Will Students Get it “Wright” If Asked Who Invented Flight?

An Anniversary That Could Have Be Forgotten…

100 years ago two brothers from Dayton, Ohio, challenged conventional wisdom and reached for the sky. They put their skills as bicycle mechanics to use attempting to fly.

They changed the way we look at our world and remind us that acting on a dream can open a galaxy of opportunity. Thanks to them, what was 100 years ago an incredulous thought — man flying — is now commonplace and almost taken so for granted.

Their first flight put Kitty Hawk on the outer banks of North Carolina on the map…and it put man in the air. Most of us appreciate that inventing flight is noteworthy.

Who among us did not learn about the Wright brothers in our textbooks?

However, the important flight and the pioneer inventors could slip into oblivion if some textbooks submitted for consideration in Texas had been approved without citizen input and changes.

Thanks to CSE member Bill Ames from Dallas, our school children will have that important bit of history in their textbooks.

The State Board of Education (SBOE) is responsible for approving textbooks which then are submitted to school districts for their selection. The Permanent School Fund (PSF) provides the funding for the textbooks.

One would think the SBOE would have been applauded for their open process of textbook review and adoption. However, the SBOE braved the criticism of the liberal newspaper editorial boards, the ACLU and education unions who opposed citizen participation in the textbook review process. And the citizens of Texas will benefit for the SBOE’s leadership in providing parents and taxpayers with a voice in the process.

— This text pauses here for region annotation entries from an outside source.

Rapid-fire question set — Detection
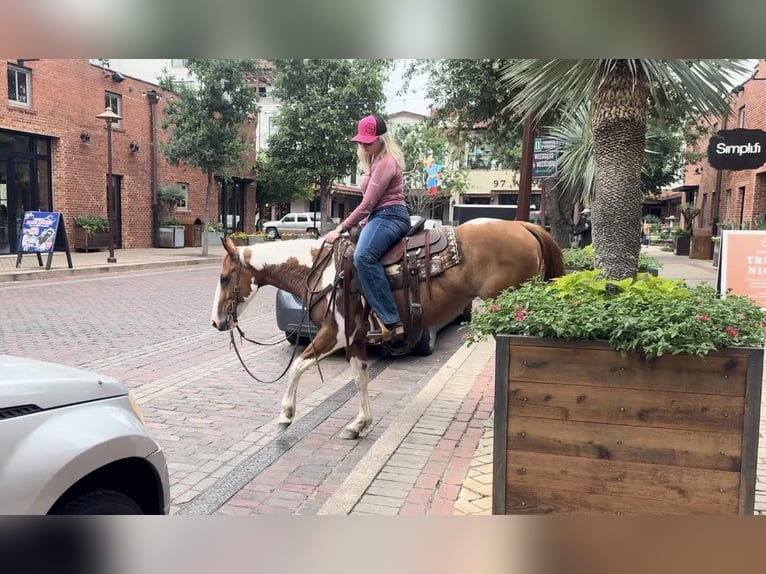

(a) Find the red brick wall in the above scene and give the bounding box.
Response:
[0,59,255,248]
[696,60,766,231]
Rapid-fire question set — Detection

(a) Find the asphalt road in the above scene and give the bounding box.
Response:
[0,265,461,514]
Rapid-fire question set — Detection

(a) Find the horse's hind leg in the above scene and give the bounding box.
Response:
[340,347,372,439]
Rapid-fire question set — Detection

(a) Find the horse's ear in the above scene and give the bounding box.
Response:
[221,237,239,258]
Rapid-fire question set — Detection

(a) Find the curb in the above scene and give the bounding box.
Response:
[0,255,220,283]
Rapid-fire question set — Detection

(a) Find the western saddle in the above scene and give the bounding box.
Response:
[336,216,463,355]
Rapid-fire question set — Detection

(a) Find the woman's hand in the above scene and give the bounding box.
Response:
[324,229,340,243]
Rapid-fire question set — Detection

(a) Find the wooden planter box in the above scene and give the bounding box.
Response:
[74,225,109,252]
[492,335,763,515]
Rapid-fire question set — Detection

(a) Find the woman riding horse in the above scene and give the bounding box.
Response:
[212,219,564,438]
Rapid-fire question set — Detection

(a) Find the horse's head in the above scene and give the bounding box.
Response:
[212,237,258,331]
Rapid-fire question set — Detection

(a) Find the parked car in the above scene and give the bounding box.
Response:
[276,217,471,356]
[0,355,170,514]
[263,211,335,239]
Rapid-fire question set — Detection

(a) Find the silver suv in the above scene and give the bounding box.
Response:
[263,211,334,239]
[0,355,170,514]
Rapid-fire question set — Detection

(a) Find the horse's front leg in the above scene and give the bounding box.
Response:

Most citizens would agree that Texas school children need to know that two brothers who repaired bicycles for a living had a vision of flight. Not only is it an important window into our history but their feat serves to inspire students and serve as an example of how ingenuity and perseverance can result in dreams coming true.

Today, Wilbur and Orville Wright are household names. But what if they were omitted from textbooks? What if future school children did not have the opportunity to daydream of two brothers who challenged the law of gravity and had the courage to pursue their dream to fly?

It would be a great loss to have omitted the Wright Brothers from the history textbooks. And thanks to one committed citizen who spent hours pouring over textbooks, the Wright Brothers’ first flight will be in the new textbooks and their dream can inspire future inventors.

Much has been written about textbook reviews and charges were made by some groups that “conservatives want to censure textbooks.” CSE and other groups’ efforts were recognized in a front-page story last year in the New York Times. I was on the Phil Donohue Show on MSNBC to defend citizens’ rights to review textbooks. Citizens should demand that errors, omissions and bias be corrected. Teacher unions and big-government advocates tried to call this censorship. We call it good citizenship.

CSE’s role in this endeavor began making sure that science the environmental issues were accurately portrayed in textbooks. Then we worked on assuring that students were taught free enterprise, patriotism and democracy as required by state law. These are tomorrow’s leaders in the classrooms today, and they need the background to make educated decisions on public policy issues.

Middle and high school students in Texas will have new history and social studies textbooks in their classrooms when they return to school this fall. Had these textbooks been purchased without citizen review, the Wright brothers would have been omitted from at least one prominent publishers’ book. And that would have been wrong to have omitted the Wrights.